Durante o período sombrio da ditadura civil-militar brasileira (1964-1985), a Canção do Expedicionário voltou a ecoar como símbolo de esperança e resistência.
Seu trecho mais emblemático — “Por mais terras que eu percorra, não permita Deus que eu morra sem que volte para lá” — foi utilizado em campanhas e manifestações que exigiam o retorno dos exilados políticos ao país.
O canto dos pracinhas, que simbolizara a luta contra o fascismo na Europa, transformou-se novamente numa bandeira pela liberdade em solo brasileiro.
Ouça a Canção do Expedicionário nos seguintes sítios:
Canção do Expedicionário – versão moderna:
Canção do Expedicionário – versão histórica com Francisco Alves (1944):
https://discografiabrasileira.com.br/fonograma/65620/cancao-do-expedicionario
Sobre a trajetória da FEB: vídeo recomendado
Para quem deseja conhecer melhor a epopeia dos nossos heróis, recomendo assistir ao excelente vídeo que acompanha a história da FEB, desde a partida do Brasil até a vitória na Itália:
O vídeo traz imagens históricas, músicas compostas pelos próprios soldados e trechos de radioteatro da época.
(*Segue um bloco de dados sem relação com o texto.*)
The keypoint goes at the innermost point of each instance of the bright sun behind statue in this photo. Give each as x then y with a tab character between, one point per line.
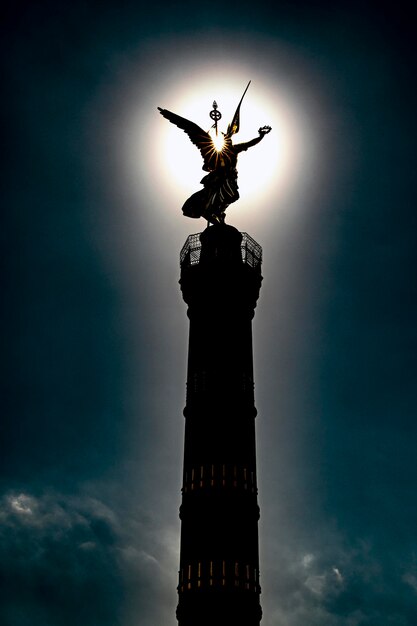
218	140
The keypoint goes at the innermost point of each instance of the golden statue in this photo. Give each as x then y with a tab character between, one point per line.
220	161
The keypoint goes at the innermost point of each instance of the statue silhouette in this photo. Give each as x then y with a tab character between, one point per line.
220	184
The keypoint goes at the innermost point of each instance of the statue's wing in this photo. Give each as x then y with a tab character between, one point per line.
198	136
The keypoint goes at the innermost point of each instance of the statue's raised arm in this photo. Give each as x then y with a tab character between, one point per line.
220	161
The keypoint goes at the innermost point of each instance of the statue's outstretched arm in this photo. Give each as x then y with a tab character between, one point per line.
241	147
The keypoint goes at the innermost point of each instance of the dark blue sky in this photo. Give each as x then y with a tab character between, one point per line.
95	331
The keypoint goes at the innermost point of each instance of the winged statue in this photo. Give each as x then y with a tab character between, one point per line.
220	188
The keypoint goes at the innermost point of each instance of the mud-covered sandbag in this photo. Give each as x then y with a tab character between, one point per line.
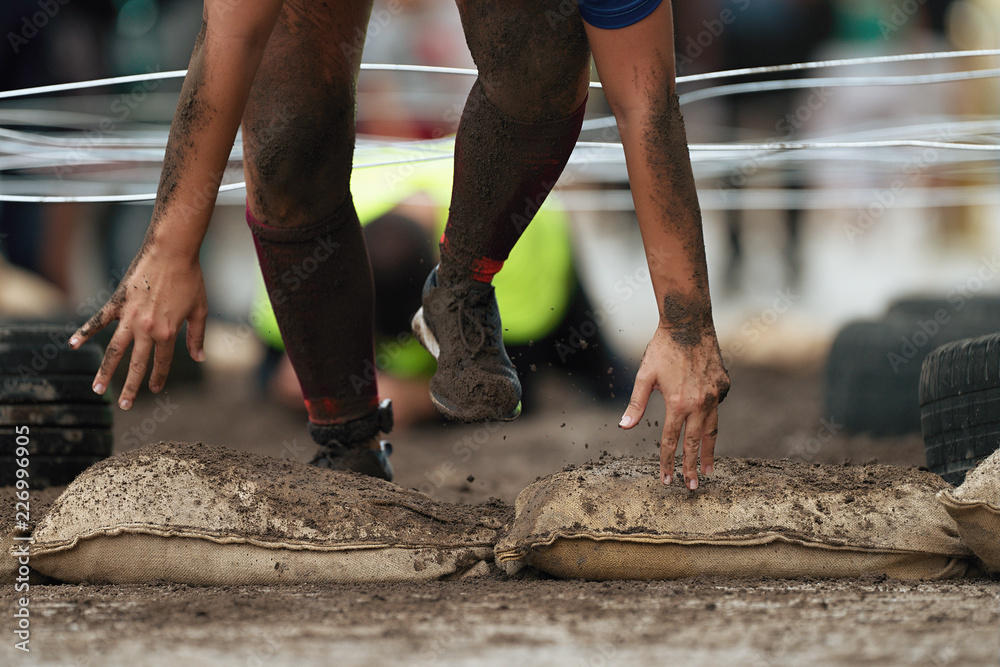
191	513
615	520
18	520
975	507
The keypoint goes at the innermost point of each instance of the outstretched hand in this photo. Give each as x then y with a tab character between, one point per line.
693	381
152	300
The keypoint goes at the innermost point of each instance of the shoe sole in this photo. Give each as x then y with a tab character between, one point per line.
427	338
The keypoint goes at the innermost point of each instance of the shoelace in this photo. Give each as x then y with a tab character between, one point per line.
474	310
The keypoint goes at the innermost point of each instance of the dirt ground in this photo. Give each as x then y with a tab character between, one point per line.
770	413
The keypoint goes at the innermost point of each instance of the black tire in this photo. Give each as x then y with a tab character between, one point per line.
45	471
60	442
873	371
960	405
25	360
928	307
54	414
46	389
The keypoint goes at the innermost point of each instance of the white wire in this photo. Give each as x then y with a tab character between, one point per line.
836	82
388	67
841	62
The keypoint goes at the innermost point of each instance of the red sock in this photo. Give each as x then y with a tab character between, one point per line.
320	284
504	170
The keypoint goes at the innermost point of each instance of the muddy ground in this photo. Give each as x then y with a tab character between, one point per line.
770	413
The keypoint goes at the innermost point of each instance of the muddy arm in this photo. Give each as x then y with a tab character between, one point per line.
682	361
163	286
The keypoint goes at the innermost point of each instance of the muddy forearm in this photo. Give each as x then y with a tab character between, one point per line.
223	65
670	218
637	69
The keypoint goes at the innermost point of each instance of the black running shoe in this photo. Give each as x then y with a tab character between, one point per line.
369	458
460	325
354	446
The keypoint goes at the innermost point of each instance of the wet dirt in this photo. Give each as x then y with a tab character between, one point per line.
770	413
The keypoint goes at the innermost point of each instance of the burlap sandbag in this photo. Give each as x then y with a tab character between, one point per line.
614	520
213	516
13	525
975	507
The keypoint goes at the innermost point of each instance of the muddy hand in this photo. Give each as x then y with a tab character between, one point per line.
152	301
693	381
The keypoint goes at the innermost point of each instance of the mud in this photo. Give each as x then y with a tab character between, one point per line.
694	622
771	413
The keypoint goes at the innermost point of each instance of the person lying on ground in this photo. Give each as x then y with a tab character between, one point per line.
287	71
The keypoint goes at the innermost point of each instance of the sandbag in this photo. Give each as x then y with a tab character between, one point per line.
195	514
615	520
975	507
13	525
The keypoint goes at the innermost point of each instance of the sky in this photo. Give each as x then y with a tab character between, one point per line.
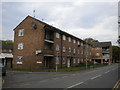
98	20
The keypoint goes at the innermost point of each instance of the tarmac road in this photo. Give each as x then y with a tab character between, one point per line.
103	77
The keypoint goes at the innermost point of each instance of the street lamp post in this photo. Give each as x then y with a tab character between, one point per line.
57	62
86	54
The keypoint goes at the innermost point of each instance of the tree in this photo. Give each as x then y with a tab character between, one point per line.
89	40
116	53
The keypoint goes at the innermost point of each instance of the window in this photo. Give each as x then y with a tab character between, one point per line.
74	51
78	51
74	41
64	49
74	61
97	54
64	37
57	48
57	60
21	32
81	44
69	39
78	43
69	49
19	59
63	61
78	60
82	52
10	50
97	48
57	35
20	46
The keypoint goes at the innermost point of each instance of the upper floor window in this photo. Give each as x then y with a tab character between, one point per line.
69	39
74	51
78	42
64	37
21	32
81	44
97	54
64	49
20	45
57	35
78	51
69	49
74	61
78	60
57	47
19	59
74	41
57	60
63	61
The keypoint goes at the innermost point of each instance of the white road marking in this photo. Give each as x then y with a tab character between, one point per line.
75	85
107	72
96	77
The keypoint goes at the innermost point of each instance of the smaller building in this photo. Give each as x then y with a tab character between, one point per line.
6	55
102	52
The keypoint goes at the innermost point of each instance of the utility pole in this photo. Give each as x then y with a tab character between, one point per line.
57	58
86	53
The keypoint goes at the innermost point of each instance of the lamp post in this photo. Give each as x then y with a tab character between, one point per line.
86	53
57	62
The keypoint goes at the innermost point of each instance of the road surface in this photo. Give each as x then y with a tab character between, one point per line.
103	77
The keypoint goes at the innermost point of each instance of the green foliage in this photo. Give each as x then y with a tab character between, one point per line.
115	53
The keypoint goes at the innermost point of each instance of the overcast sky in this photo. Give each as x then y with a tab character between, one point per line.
97	20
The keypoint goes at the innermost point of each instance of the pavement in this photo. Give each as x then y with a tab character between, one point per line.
103	77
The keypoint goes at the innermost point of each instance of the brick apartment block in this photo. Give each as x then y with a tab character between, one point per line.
38	45
102	52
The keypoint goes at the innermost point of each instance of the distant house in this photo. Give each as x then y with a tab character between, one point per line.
102	52
6	55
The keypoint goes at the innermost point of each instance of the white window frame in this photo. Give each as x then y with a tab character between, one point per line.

A chama da liberdade permanece acesa
O exemplo dos soldados da FEB permanece vivo, como sentinelas da liberdade que nunca abandonaram seu posto.
O fascismo, o autoritarismo e o ódio nunca desaparecem totalmente: eles se escondem, disfarçados, aguardando a oportunidade de romper novamente o ovo da serpente, como alertava a metáfora usada para descrever o surgimento do nazifascismo.
Hoje, mais do que nunca, devemos relembrar o heroísmo dos pracinhas para resistir a todas as formas de tirania que ameaçam a democracia.
Eles lutaram para que a liberdade, a dignidade e os direitos humanos prevalecessem.
E continuam, mesmo em memória, a lutar conosco.
A Cobra Fumou. E continuará fumando sempre que for necessário defender a liberdade!